I 100% agree that this part of the story is overlooked by basically the entire ecological literature. Our paper is meant to go a small way to begin addressing this by positing that ecological information could structure nervous system activity and that this relationship would be a starting point for talking about how it is that we are the right kind of physical system to respond to EI. I would go further than this though; we (all animals) have evolved into the kind of physical systems we are only because ecological information is (and was) available to act as a stand-in for relevant properties of the world. My bet is that it was the ability of this external structure to function as a stand-in, to designate distal properties, that got the whole animal show running. I encourage you to have a read through some of Fred Keijzer’s stuff on the evolution of nervous systems – it challenges the neuron doctrine premise (that nervous systems are best understood as information processors) and argues that nervous systems are primarily coordination devices. In my view this doesn’t mean that nervous systems don’t also process information, but that’s another issue! 

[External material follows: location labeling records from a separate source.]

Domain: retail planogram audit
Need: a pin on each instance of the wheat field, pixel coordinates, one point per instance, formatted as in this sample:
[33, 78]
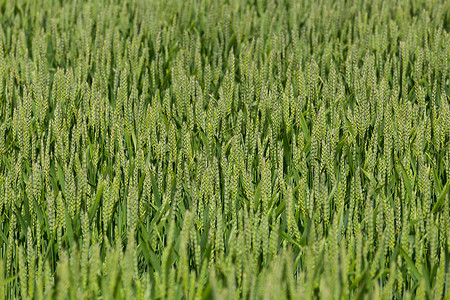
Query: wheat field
[224, 149]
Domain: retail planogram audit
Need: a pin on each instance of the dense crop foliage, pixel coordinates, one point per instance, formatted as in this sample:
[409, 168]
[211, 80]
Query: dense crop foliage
[204, 149]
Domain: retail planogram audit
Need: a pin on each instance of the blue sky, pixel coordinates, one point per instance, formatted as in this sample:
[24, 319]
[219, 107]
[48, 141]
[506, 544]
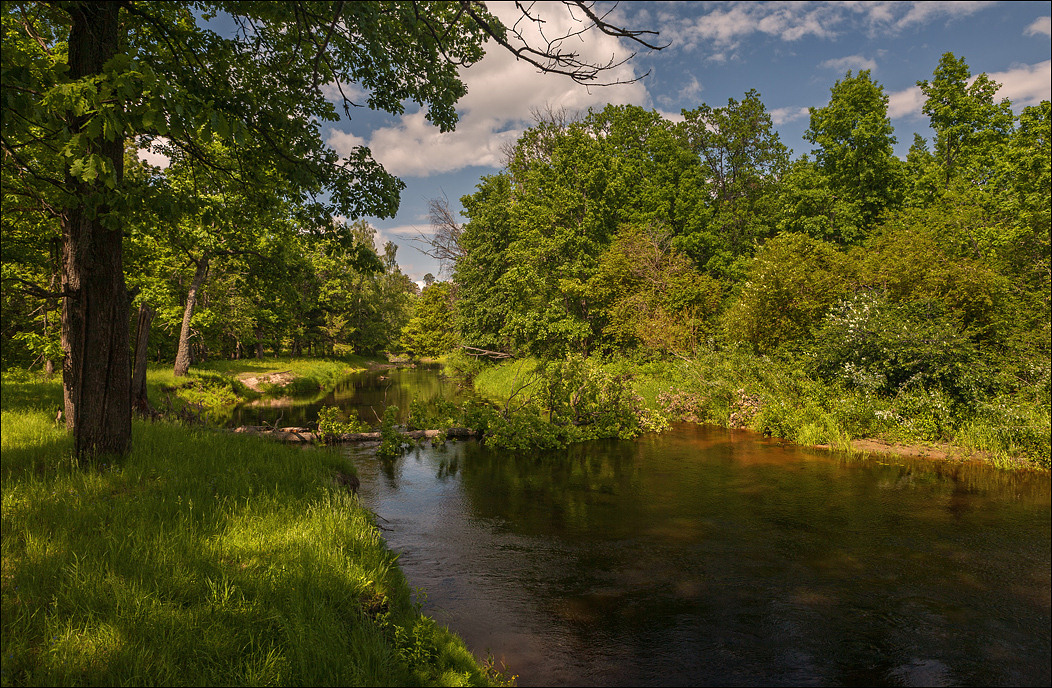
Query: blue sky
[790, 52]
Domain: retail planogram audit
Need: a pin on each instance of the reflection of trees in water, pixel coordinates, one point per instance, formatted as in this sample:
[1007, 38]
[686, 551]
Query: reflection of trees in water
[365, 395]
[577, 489]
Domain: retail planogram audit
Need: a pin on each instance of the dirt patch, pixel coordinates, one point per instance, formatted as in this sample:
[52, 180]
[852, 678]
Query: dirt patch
[278, 379]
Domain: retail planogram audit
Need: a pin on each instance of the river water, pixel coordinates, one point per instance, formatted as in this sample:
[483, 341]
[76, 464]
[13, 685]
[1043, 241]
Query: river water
[711, 557]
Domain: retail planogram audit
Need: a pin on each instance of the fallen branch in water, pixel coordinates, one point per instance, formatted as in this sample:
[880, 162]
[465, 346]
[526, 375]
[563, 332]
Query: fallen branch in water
[304, 434]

“the information needed is by definition out there, but it actually becomes proper Ecological Information because of how it is internally processed.”


A couple of points. First, by our application of Newell’s definition, only a subset of neural activity is representational. EI could and does (at least in some types of nervous systems) structure behavior without the resulting neural activity preserving the EI structure. Any case of associative learning is a good candidate for this type of example because in these cases the structure of behavior does not correlate with the structure of the information. So, it would be a mistake to think that the only real EI is a neural rep of EI, because this would omit lots of cases where behavior is structured with respect to the information but there is no internal representation.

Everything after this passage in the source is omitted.